Well people out there, I'm sure you are wondered what has become of this less an intriped explorer. When we left off, I had arrived in London after much delay and much cursing of the evil white stuff. Oddly having never lived there and only been there once before arriving in London feels to me like arriving home. I don't know if it is that I have wanted to live there since I was 5 or that I watched too many British TV shows growing up or that I just have a listened to "London Calling" by the Clash one too many times, but London feels home-y.
St Paul's |
There was a nice familar feeling as I boarded the tube at Kings Cross and an even more familar feeling when I got off at High St Kensington to stroll down to Holland Park Youth Hostel. Holland House which has been converted into a hostel is a fascinating place but the hostel itself is in the newer side so is less interesting. The hostel is often unseasonably warm inside so you can stroll round in a long sleeved t-shirt instead of the myriad layers needed outside. The room which aren't the largest have 12 beds in the form of four triple bunks in them and if, like me on both my stays there, you find you find yourself in the top bunk be prepared for fun as there are no ladders and you'll have to jump/ awkwardly climb in and out of bed. The breakfasts, like all UK hostel breakfasts, are amazingly huge which leads me to why lunch for wimps. If you stay at a UK youth hostel, you can chow down on a massive breakfast of cheese, yoghurt, "fruit" (read apple there wasn't much else in it) salad, eggs, hash brown, fried bread, fried tomato, toast, rolls, jam, butter, cereal, juice, coffee (actually best avoid the coffee, it's horrid), and tea- for those of a carnivorous bend, there is also cold ham, sausage, bacon, and on occasion black pudding. Once you eat this, you can safely go through the rest of your days largely without food and then have a medium to small dinner early in evening. Trust me, I walked a couple of miles around the city and even with the exercise did not feel the need for more food than this. Yes most of it's fried and that is somewhat gross but more importantly you just saved yourself about five or so pounds on lunch and even with the exchange getting better it still ain't brilliant and five pound saved is a good thing.

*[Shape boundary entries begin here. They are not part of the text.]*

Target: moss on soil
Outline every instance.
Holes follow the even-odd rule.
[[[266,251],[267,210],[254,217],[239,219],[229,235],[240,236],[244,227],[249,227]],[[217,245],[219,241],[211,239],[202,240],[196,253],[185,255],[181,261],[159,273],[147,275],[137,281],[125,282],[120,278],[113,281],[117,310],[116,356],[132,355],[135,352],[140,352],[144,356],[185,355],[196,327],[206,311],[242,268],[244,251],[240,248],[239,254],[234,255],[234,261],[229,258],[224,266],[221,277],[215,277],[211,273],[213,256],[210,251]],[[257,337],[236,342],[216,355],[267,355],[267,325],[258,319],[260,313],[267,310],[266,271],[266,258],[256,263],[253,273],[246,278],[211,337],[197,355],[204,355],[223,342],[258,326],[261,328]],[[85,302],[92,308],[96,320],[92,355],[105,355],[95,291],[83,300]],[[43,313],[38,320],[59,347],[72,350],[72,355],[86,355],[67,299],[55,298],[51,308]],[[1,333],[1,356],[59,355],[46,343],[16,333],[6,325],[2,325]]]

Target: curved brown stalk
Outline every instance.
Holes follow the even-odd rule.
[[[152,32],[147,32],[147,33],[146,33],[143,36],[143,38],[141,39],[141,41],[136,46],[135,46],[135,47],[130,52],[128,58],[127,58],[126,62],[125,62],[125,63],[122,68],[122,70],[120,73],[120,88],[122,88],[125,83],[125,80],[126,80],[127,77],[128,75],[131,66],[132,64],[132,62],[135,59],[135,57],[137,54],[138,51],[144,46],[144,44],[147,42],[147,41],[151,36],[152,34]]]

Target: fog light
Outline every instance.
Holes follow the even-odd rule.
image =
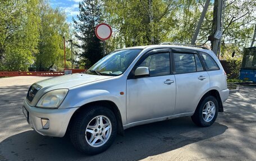
[[[50,127],[50,122],[48,119],[41,118],[42,126],[44,129],[48,129]]]

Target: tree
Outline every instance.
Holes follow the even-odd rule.
[[[85,67],[89,68],[103,56],[103,44],[95,34],[95,29],[102,20],[102,4],[99,1],[84,0],[79,3],[78,20],[73,19],[75,36],[80,41],[77,46],[83,49],[80,58]]]
[[[0,70],[27,71],[38,52],[38,0],[0,1]]]
[[[179,1],[104,0],[104,19],[114,35],[116,48],[155,44],[166,41],[177,20]]]
[[[48,71],[53,65],[58,70],[64,67],[63,36],[68,39],[69,26],[66,21],[66,15],[58,8],[53,9],[48,1],[41,0],[40,3],[41,19],[39,52],[36,54],[38,71]],[[67,57],[70,52],[66,51]]]

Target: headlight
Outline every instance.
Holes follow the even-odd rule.
[[[68,91],[67,89],[48,91],[41,97],[36,107],[56,108],[62,103]]]

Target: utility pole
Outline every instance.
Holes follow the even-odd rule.
[[[72,69],[73,68],[73,50],[72,50],[72,42],[73,42],[73,40],[68,40],[68,42],[70,42],[70,43],[71,43],[71,68]]]
[[[63,43],[64,43],[64,69],[66,68],[66,42],[65,36],[63,36]]]
[[[153,0],[148,0],[148,10],[149,10],[149,25],[150,26],[150,38],[151,38],[151,44],[154,44],[154,19],[153,18]]]
[[[199,21],[198,21],[198,25],[196,26],[196,29],[195,29],[195,34],[194,34],[193,38],[191,41],[191,44],[192,45],[194,45],[195,43],[195,40],[196,40],[197,36],[198,35],[198,33],[199,33],[200,29],[201,28],[202,24],[203,23],[203,21],[204,20],[204,17],[205,16],[206,11],[207,11],[208,7],[209,6],[209,4],[210,3],[210,0],[207,0],[205,1],[205,3],[204,4],[204,9],[203,9],[203,11],[201,13],[201,17],[200,17]]]
[[[254,44],[255,39],[256,38],[256,24],[255,24],[255,28],[254,28],[254,34],[253,34],[253,40],[252,41],[251,47],[253,46]]]
[[[210,40],[212,43],[212,50],[217,56],[218,53],[220,39],[221,38],[222,33],[221,30],[221,11],[223,0],[215,0],[213,7],[213,19],[212,26],[212,35],[210,36]]]

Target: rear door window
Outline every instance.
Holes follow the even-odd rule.
[[[173,53],[175,73],[184,73],[196,71],[194,54]]]
[[[209,54],[203,53],[199,52],[199,55],[204,63],[204,67],[207,71],[214,71],[218,70],[220,68],[217,64],[216,62],[213,58]]]

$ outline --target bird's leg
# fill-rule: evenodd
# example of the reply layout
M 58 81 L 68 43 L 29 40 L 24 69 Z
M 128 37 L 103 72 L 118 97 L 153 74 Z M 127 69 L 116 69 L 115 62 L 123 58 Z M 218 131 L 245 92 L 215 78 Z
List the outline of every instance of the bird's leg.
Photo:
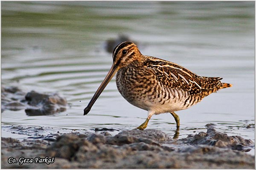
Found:
M 140 130 L 143 130 L 146 128 L 147 128 L 147 126 L 148 126 L 148 121 L 150 118 L 151 118 L 151 116 L 152 115 L 154 114 L 155 112 L 151 111 L 148 111 L 148 117 L 146 119 L 146 121 L 144 122 L 142 124 L 140 125 L 140 126 L 137 128 L 137 129 Z
M 170 113 L 172 114 L 172 115 L 174 117 L 174 119 L 175 119 L 175 122 L 176 122 L 176 125 L 177 127 L 177 129 L 179 129 L 180 128 L 180 118 L 179 116 L 174 112 Z

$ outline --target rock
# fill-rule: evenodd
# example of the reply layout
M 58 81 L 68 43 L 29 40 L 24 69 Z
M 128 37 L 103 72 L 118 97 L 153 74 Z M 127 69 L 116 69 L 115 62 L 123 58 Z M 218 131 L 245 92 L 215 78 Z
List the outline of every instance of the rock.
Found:
M 26 108 L 20 101 L 25 99 L 25 93 L 17 87 L 1 88 L 1 111 L 5 110 L 19 110 Z
M 36 107 L 25 110 L 28 116 L 49 115 L 66 110 L 67 100 L 57 93 L 41 94 L 32 91 L 25 98 L 28 105 Z
M 87 140 L 70 133 L 57 138 L 56 142 L 46 150 L 46 152 L 49 156 L 71 160 L 79 149 L 82 149 L 84 152 L 95 152 L 97 148 Z
M 32 91 L 26 94 L 17 87 L 2 87 L 1 111 L 25 109 L 28 116 L 45 115 L 66 110 L 66 99 L 57 93 L 42 94 Z
M 224 141 L 228 141 L 227 139 L 232 137 L 227 137 L 223 133 L 216 132 L 213 129 L 209 129 L 206 133 L 201 132 L 195 135 L 190 135 L 189 139 L 177 140 L 169 139 L 165 133 L 160 130 L 137 131 L 126 130 L 113 136 L 105 136 L 98 133 L 89 136 L 70 133 L 60 136 L 54 142 L 43 140 L 20 142 L 12 138 L 2 138 L 1 167 L 255 168 L 255 157 L 253 156 L 227 148 L 200 144 L 198 141 L 203 141 L 204 138 L 209 138 L 210 140 L 211 139 L 220 139 L 222 136 Z M 220 134 L 215 136 L 217 133 Z M 157 136 L 160 137 L 159 139 Z M 198 142 L 193 140 L 195 139 L 199 139 Z M 175 147 L 175 145 L 177 144 L 176 143 L 177 140 L 180 144 L 177 149 Z M 244 142 L 242 138 L 237 141 Z M 49 146 L 49 144 L 51 144 Z M 170 144 L 174 147 L 169 146 Z M 17 160 L 21 156 L 54 157 L 55 161 L 49 164 L 32 163 L 19 165 L 18 164 L 8 163 L 8 159 L 11 156 Z

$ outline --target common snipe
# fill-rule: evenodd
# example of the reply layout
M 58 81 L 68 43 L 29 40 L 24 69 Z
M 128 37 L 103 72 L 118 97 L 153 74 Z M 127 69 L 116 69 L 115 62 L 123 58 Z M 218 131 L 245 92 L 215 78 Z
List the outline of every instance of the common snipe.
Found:
M 144 56 L 133 42 L 119 44 L 113 57 L 112 67 L 84 110 L 84 115 L 116 72 L 116 86 L 122 96 L 148 111 L 146 121 L 137 128 L 141 130 L 153 115 L 167 112 L 174 117 L 178 129 L 180 119 L 174 111 L 187 109 L 212 93 L 232 86 L 221 82 L 222 78 L 199 76 L 173 62 Z

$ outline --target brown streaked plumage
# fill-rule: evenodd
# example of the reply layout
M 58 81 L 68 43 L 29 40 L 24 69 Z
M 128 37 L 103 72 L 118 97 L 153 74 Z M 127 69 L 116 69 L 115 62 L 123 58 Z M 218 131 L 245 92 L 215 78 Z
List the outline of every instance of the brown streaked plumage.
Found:
M 110 80 L 116 79 L 118 91 L 132 105 L 148 111 L 146 121 L 137 128 L 143 130 L 154 114 L 170 113 L 177 130 L 179 116 L 175 111 L 186 109 L 205 96 L 230 84 L 221 82 L 221 77 L 197 75 L 173 62 L 141 54 L 133 42 L 117 45 L 113 54 L 113 64 L 95 94 L 84 110 L 87 114 Z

The bad sides of the hostel this time were the annoying old lady in my dorm (a blog devoted to her and other odd dorm mates to come at the end of my trip), the less annoying but a little loud Eastern European girls also in my dorm, the snow on the paths outside which all melted and refroze as ice for slip and slide fun, and the broken dryer (I had to transport wet clothes to Dublin and rewash and dry them- not good).
Other news from London, unlike other tourists, I can now navigate myself from High St Kensington down to the Tate Modern past numerous tourist attractions without the use of a MAP! Map are for losers clearly and they single you out as a tourist- I got mistaken by another tourist for a Londoner and asked where Charring Cross Tube Station was (good thing I fessed up though as I realised had I faked knowing where it was I would have sent him in completely the wrong direction). I claimed the next day when in the presence of someone who lives in London that I found every grave we went hunting for in Highgate and that I could find my way around the tube without difficulty but he claimed it was just because I was with him and he was a boy and a London dweller (all lies I say to that).
Highgate Cemetary- the east part |
So aside from the above pearls of wisdom about lunch and maps, what can I share from my time in London? My previous visit to the city told me that every tourist MUST visit the V&A Museum, the Churchill Museum & Cabinet War Rooms, and the Tower of London. I now add to my recommendations list St Paul's cathedral (regardless of your religious beliefs, it is a profoundly brilliant work of art and architecture- I hate paying to visit churches but I'll admit the cost of admission was worth it especially as I saw in the crypt the burial plaques for two pre-Raphelite painters- William Holman Hunt and John Millias- and one Romantic poet- William Blake) and British Library (currently it has a great exhibit on the history of the English language but unless you're planning a trip soon you'll miss that HOWEVER it also has some beautiful illuminated manuscripts, Jane Austen's writing table, Lewis Carroll's hand written notes of Alice in Wonderland, hand written Beatles's lyrics, some brilliant old maps, a 3rd century papyrus copy of John's Gospel and.....a copy of the Magna Carta). I'll cautiously add Highgate to this list but I only saw the East cemetary (thanks to the cursed white stuff closing the west for tours) and the west is the more spectacular. I also highly recommend a stroll through Kensington Gardens and Hyde Park.
If you are there at Christmas time, also drop by Hyde Park Christmas markets for a visit with the Christmas skeleton and some "Hot Ribenia..with a shot?"
The Christmas skeleton at Hyde Park Christmas Markets |
Clare, maps are obviously not for losers, otherwise the British Library wouldn't have cool ones on display!! What are you saying!?
ReplyDeleteI think you need to rephrase that sentence as "street maps are for tourists".
London sounds AMAZING!!
Sorry Spally. You're right...street maps are for losers. Massive old school maps/ world maps are cool.